WASHINGTON, Sept 13: The US search for Iraqi weapons of mass destruction may end without finding the weapons, the NBC News reported on Saturday.

The Bush administration’s point man for the search, David Kay, is returning to Washington with a status report next week but US intelligence officials told NBC News that he found “no smoking gun.”

“They thought they had discovered a biological weapons lab, but it wasn’t one,” the report said.

“A massive CIA investigation, led by former UN weapon’s inspector Mr Kay, is turning up only what former Iraqi President Saddam Hussein planned not what he produced,” the report added.

“He has not found the kinds of things the administration expected to find — large quantities of biological and chemical weapons or evidence that were destroyed prior to the war,” David Albright, a former UN weapons’ inspector, told NBC News.

US officials told the news channel that Navy divers were beginning to search a reservoir in northern Iraq after reports of barrels at the bottom that could contain chemical weapons or missile parts.

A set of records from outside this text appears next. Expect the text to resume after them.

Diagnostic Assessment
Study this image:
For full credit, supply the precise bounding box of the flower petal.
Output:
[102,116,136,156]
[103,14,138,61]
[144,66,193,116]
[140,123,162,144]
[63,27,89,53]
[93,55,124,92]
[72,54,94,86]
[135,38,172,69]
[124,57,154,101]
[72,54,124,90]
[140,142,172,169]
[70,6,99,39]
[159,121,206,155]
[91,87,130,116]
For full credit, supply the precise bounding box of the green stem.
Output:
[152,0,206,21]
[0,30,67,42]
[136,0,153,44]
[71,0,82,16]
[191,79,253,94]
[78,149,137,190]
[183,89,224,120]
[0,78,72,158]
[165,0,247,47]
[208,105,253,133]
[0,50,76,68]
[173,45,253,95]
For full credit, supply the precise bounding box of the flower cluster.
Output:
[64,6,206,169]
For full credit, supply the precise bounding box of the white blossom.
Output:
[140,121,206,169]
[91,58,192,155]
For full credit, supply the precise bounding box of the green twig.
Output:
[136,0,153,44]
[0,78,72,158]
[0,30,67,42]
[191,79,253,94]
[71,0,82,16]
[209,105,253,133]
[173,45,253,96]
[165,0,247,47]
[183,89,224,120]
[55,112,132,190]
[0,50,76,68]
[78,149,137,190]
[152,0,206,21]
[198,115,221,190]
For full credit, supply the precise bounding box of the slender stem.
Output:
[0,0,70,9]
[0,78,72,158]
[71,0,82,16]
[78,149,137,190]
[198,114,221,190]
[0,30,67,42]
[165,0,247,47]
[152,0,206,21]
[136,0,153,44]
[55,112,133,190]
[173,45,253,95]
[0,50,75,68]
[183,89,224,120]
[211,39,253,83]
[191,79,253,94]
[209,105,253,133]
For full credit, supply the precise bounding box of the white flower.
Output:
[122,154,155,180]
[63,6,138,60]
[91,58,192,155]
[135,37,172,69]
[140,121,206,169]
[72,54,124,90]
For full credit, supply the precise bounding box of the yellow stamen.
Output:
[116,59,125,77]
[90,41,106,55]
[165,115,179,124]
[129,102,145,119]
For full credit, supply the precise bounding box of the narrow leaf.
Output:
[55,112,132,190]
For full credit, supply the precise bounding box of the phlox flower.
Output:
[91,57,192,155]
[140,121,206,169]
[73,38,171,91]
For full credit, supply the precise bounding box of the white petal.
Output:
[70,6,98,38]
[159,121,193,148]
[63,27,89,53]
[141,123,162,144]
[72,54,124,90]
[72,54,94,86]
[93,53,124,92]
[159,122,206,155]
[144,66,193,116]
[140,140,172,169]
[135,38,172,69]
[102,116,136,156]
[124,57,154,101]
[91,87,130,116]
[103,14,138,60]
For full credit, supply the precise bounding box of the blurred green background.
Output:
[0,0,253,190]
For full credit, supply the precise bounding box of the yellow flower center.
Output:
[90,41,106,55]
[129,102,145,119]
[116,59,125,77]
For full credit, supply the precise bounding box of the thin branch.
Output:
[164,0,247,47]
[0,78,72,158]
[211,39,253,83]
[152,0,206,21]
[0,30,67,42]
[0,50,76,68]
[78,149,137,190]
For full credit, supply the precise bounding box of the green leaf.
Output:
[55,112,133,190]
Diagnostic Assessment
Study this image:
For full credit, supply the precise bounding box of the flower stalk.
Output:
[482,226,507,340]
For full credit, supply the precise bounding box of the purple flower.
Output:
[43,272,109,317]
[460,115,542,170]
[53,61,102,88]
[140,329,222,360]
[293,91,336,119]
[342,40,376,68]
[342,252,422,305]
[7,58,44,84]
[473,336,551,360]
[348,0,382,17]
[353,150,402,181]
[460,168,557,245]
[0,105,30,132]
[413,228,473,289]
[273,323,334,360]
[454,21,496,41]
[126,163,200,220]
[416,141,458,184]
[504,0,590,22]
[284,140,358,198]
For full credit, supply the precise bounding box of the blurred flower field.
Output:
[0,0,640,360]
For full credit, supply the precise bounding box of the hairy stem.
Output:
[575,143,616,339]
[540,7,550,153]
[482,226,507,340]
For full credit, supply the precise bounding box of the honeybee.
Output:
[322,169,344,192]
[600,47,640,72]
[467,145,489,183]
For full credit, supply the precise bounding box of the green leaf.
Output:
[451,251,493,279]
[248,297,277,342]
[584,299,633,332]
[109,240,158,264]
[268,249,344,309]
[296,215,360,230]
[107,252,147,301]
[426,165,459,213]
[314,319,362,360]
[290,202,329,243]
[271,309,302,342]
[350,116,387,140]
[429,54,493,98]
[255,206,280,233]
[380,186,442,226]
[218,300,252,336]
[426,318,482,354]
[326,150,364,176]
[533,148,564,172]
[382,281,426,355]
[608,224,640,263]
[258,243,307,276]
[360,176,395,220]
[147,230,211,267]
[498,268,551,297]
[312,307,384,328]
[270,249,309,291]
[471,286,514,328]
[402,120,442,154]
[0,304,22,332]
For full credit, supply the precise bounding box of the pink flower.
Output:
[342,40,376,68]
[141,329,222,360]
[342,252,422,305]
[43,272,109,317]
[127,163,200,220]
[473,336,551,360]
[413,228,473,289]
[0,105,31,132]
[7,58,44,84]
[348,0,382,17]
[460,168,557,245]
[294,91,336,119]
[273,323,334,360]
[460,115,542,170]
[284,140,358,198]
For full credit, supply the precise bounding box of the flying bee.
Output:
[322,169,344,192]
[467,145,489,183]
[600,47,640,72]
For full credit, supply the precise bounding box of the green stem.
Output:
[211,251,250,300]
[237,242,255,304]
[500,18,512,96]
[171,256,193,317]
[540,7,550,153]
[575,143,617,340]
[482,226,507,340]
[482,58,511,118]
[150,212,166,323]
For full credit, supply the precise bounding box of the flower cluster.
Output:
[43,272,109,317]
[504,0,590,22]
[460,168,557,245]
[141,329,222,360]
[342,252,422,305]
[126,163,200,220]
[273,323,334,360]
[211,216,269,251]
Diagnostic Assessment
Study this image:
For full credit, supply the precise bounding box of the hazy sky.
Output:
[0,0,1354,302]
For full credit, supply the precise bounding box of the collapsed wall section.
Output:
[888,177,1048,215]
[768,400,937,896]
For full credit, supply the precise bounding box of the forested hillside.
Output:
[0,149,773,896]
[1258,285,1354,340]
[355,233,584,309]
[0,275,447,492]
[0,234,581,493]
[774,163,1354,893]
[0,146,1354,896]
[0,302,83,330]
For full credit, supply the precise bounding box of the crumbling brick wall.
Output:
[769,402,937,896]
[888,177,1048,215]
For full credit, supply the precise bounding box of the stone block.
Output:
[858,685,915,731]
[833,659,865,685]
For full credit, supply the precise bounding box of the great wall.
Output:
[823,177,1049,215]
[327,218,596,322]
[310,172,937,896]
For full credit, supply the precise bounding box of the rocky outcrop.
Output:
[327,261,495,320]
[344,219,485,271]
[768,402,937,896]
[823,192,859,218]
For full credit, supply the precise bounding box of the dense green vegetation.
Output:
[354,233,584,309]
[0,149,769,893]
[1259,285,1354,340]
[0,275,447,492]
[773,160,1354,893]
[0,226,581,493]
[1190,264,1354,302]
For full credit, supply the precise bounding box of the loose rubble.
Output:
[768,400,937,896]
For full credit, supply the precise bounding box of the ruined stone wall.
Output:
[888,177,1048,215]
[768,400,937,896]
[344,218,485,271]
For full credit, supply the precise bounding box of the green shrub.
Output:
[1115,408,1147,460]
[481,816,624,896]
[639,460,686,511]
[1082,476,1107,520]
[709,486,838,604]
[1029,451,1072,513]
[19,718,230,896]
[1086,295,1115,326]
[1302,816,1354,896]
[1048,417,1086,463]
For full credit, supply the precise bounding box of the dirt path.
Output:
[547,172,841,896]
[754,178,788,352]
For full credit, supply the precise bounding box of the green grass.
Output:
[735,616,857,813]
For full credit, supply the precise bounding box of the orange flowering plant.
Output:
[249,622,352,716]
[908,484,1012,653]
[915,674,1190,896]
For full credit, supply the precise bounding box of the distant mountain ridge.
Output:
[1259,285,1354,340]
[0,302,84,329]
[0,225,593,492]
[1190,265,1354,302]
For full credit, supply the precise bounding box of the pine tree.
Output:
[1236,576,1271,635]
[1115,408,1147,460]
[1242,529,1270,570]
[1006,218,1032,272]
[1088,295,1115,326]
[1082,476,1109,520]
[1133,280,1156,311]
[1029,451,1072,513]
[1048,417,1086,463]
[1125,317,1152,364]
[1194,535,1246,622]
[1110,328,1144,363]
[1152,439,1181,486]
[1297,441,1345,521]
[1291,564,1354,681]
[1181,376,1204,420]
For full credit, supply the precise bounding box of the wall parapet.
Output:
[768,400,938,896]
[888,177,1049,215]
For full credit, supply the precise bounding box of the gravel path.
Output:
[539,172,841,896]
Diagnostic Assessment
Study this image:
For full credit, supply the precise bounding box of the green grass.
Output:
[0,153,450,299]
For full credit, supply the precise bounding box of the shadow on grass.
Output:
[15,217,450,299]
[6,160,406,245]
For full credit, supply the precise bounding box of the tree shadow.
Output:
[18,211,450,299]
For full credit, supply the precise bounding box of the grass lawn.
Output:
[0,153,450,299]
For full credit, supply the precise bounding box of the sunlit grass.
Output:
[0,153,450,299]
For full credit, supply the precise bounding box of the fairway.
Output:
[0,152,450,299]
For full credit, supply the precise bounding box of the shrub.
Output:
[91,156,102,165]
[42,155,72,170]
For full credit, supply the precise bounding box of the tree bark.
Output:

And two former Iraqi officials have told the United States that Iraq was hiding Scud missiles in a railroad tunnel as late as 2002. But they say they were blown up before UN inspectors could find them.

Iraqis have also told the United States that Saddam Hussein planned to rebuild a nuclear programme if sanctions were lifted.

But the CIA’s best evidence so far of nuclear equipment is plans for a centrifuge, buried in a garden 12 years ago after the first Iraq war, the report said.

“The unmanned planes that the United States said could have been used to spray biological or chemical weapons were never built for that purpose,” the report says, quoting a US Air Force report.

The Director, Intelligence, Surveillance, and Reconnaissance, US Air Force, does not agree that Iraq was developing unmanned planes to be delivery platforms for chemical and biological warfare agents.

The small size of Iraq’s unmanned planes strongly suggests a primary role of reconnaissance, although CBW delivery is an inherent capability,” the director said.